An Early Peek at a Great Montalcino Vintage

Aug 31, 2021 | On My Table

By Mary Ewing-Mulligan
Caparzo Rosso di Montalcino "La Caduta" (Tuscany, Italy) 2019 (Vineyard Brands, $20):  If I shop on the right days, I can enjoy a ten percent discount on everything I buy at my favorite gourmet food store in Massachusetts.  Although we own plenty of wine already, on those occasions I browse the small wine section to choose a bottle or two to take home.  Often, it’s a Chianti Classico but lately none has been available.  Aha!  There’s a Rosso di Montalcino from a solid, traditional producer.  Sold.

Rosso di Montalcino DOC is the junior version of Brunello di Montalcino DOCG, one of Italy’s most lauded red wines.  It hails from the identical territory as Brunello, and both wines are made entirely from the local Sangiovese grape, a particular variant of Sangiovese that has evolved through adaptation in the hills of the Montalcino zone, south of Chianti Classico.  Rosso is junior because its production regime is much more flexible than Brunello’s.  Its grape yields may be higher than those of Brunello; it can age as little as ten months instead of being required to age four full years before release, as Brunello is; and Rosso carries no requirement to age in wood.  These differences enable producers to charge far less for their Rosso di Montalcino than their Brunello.

Producers can make their Rosso from certain plots of their vines that favor a lighter wine, or from the grapes of their younger vines, perhaps.  They can also choose to declassify musts or wines that normally produce their Brunello, for example in lighter vintages.

When I grabbed the bottle of Caparzo, I knew that the latter condition did not apply: 2019 is a great, five-star vintage for Brunello di Montalcino.  We can expect to see it available for sale in 2024. Thankfully, in the meantime we can drink the Rosso.

The Caparzo estate was initially planted beginning in the late 1960s, in the very earliest days of international recognition for the wines of Brunello di Montalcino.  In 1998, Elisabetta Gnudi Angelini purchased the property, which she runs in collaboration with her son and daughter.  The estate covers 223 acres of vines on all sides of the hill of Montalcino. Aficionados of Montalcino wines credit different parts of the production zone with imbuing different characteristics to the wines from that area.  This 2019 Rosso di Montalcino hails from three vineyards in the northern, southern, and eastern parts of the production zone, ranging from 220 to 270 meters in elevation (720 to 885 feet).

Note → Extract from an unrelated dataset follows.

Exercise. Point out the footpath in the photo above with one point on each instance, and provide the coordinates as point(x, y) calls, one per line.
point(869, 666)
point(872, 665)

When you taste the 2019 Caparzo Rosso di Montalcino, expect to find aromas and flavors of red fruits (red cherry, sour cherry, pomegranate, even raspberries) with notes of smoke, spice, nut meats, and dry earth.  In your mouth, these flavors are pronounced, lively and fresh.  The wine is full-bodied — but only just — and it has grainy tannin that is noticeable but well in-balance with the wine’s fresh and focused fruitiness.  In a wine from Montalcino, I expect structure — and in that sense, this wine is true to its terroir.  But the wine’s clarity of fresh, lively aromas and flavors enables you to enjoy it now, or over the next few years, rather than aging it into its drinkability as you would for a Brunello di Montalcino, especially from a powerful vintage.

Caparzo makes its classic wines — Rosso di Montalcino, Brunello di Montalcino and Brunello di Montalcino Riserva — through aging in only Slavonian oak barrels, reserving the use of French oak for their two cru wines, La Casa (Brunello di Montalcino) and La Caduta (Rosso di Montalcino), their super-Tuscan Cá del Pazzo, and others.

Caparzo recommends giving this wine one to two hours of aeration before drinking.  I concur — not so much to temper the tannins but to enable the impressive aromatics to emerge.  In fact, if you store a half-full bottle in the refrigerator for a day or two, you might even find the wine more expressive when you finish the bottle.